Nella società umanistica si verifica qualcosa di nuovo: vengono scritti diversi trattati pedagogici il cui modello letterario più ricorrente è il dialogo scolastico. In esso il personaggio principale è proprio il bambino, il quale non è più carente di logos, ma acquisendo quel processo che porta alla parola, diviene il personaggio dei dialoghi scolastici; le parole ed i pensieri dell’infans trovano spazio in questi dialoghi.

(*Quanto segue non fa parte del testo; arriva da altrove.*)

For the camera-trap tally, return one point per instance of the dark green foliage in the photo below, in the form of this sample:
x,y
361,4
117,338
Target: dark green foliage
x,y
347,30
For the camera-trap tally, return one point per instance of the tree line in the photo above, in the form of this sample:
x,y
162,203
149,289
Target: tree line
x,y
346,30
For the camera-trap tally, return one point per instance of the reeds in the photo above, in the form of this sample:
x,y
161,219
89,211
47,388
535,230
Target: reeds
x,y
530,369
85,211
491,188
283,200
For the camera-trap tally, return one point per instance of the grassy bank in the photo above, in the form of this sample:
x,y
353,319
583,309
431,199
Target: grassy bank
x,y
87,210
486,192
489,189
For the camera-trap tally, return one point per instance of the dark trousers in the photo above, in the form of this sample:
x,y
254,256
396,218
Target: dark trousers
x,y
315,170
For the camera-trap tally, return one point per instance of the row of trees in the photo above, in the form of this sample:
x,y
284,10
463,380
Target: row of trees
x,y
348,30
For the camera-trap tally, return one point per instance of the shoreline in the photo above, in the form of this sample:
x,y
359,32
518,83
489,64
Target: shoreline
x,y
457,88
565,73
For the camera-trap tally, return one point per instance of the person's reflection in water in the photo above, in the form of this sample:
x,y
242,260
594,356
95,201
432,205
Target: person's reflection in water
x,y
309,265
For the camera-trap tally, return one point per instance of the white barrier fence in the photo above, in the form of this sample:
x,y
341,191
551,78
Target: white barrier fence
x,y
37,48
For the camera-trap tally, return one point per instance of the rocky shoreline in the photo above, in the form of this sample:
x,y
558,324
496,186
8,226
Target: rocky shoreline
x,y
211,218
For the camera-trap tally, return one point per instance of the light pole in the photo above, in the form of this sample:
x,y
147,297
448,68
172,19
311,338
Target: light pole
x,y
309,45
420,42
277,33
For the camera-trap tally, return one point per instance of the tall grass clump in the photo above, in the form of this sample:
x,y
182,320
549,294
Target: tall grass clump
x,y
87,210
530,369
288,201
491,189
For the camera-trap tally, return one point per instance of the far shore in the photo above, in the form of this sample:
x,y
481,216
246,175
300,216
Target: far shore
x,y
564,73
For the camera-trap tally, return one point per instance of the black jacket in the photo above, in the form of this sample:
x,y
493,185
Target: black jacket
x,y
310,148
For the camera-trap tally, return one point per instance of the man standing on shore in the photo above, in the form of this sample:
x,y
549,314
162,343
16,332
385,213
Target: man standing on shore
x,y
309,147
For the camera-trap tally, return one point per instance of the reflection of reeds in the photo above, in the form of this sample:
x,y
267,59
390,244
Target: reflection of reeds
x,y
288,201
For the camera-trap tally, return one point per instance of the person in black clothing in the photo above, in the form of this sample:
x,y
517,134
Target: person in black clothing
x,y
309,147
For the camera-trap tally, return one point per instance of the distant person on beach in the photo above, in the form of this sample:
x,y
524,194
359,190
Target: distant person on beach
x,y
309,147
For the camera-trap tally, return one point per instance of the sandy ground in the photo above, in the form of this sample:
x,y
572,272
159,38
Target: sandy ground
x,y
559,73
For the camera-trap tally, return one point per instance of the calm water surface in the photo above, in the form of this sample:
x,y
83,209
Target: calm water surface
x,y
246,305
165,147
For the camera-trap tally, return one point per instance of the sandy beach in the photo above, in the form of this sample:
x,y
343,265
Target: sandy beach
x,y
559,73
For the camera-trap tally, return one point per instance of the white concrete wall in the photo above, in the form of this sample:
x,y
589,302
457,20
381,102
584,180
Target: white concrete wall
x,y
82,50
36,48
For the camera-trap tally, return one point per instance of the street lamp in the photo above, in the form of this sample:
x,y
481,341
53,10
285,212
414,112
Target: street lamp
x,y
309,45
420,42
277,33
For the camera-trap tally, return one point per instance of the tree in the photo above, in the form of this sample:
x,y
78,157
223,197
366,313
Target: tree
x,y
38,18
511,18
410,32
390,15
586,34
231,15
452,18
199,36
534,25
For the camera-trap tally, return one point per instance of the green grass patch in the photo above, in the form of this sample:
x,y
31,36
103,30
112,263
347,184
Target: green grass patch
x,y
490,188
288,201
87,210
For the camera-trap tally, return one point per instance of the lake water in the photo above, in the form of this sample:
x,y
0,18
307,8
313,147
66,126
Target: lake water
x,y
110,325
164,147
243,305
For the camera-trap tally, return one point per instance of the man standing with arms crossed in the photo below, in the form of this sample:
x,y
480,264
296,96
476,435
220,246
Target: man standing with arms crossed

Il tema dell’infanzia va richiamando sempre più l’attenzione in epoca moderna, anche se occorre fare una distinzione tra l’infanzia popolare e l’infanzia privilegiata, distinzione che giungerà fino al nostro secolo e nata paradossalmente proprio dal miglioramento delle condizioni socio-economico-culturali e dall’avanzata sempre più evidente di uno sviluppo economico legato al decollo delle classi sociali egemoni.

Un tema ricorrente nell’Ottocento è quello della produttività del bambino, che fa riferimento al drammatico quadro del lavoro minorile dell’infanzia povera. Purtroppo, un gran numero di bambini di questa epoca consumano la propria vita in fabbrica, in miniera, nei campi e per le strade, secondo l’ideologia diffusa che la fabbrica educa e istruisce; in verità arricchisce il mondo capitalista a svantaggio dei giovanissimi lavoratori.

Le rivendicazioni sociali dell’Ottocento portano ad una lenta emancipazione del bambino rispetto al mondo del lavoro, oltre che fanno maturare l’esigenza del diritto alla scuola che a poco a poco sarà acquisito come bene che compete a tutti e non soltanto alle classi abbienti ed ai maschi.

Nel mondo borghese, da un lato emerge una qualche centralità del bambino rispetto alla vita sociale, dall’altro, egli diventa anche destinatario di pubblicità sia per reclamizzare i vari prodotti, ma anche per diffondere un’idea di bambino ben vestito, bello, sazio, sano e felice; la sua immagine si diffonde, ma secondo uno stereotipo di perfezione e di bellezza che ne compromette il suo realismo.

Nel nostro secolo, il tema dell’infanzia assume grandi dimensioni, dando luogo a modelli culturali sempre meno adultocentrici con garanzie da parte delle istituzioni sia a livello nazionale che a livello internazionale; ciononostante, tutta la situazione resta da decifrare a causa delle forti ambiguità che le leggi di mercato e gli squilibri internazionali continuamente introducono.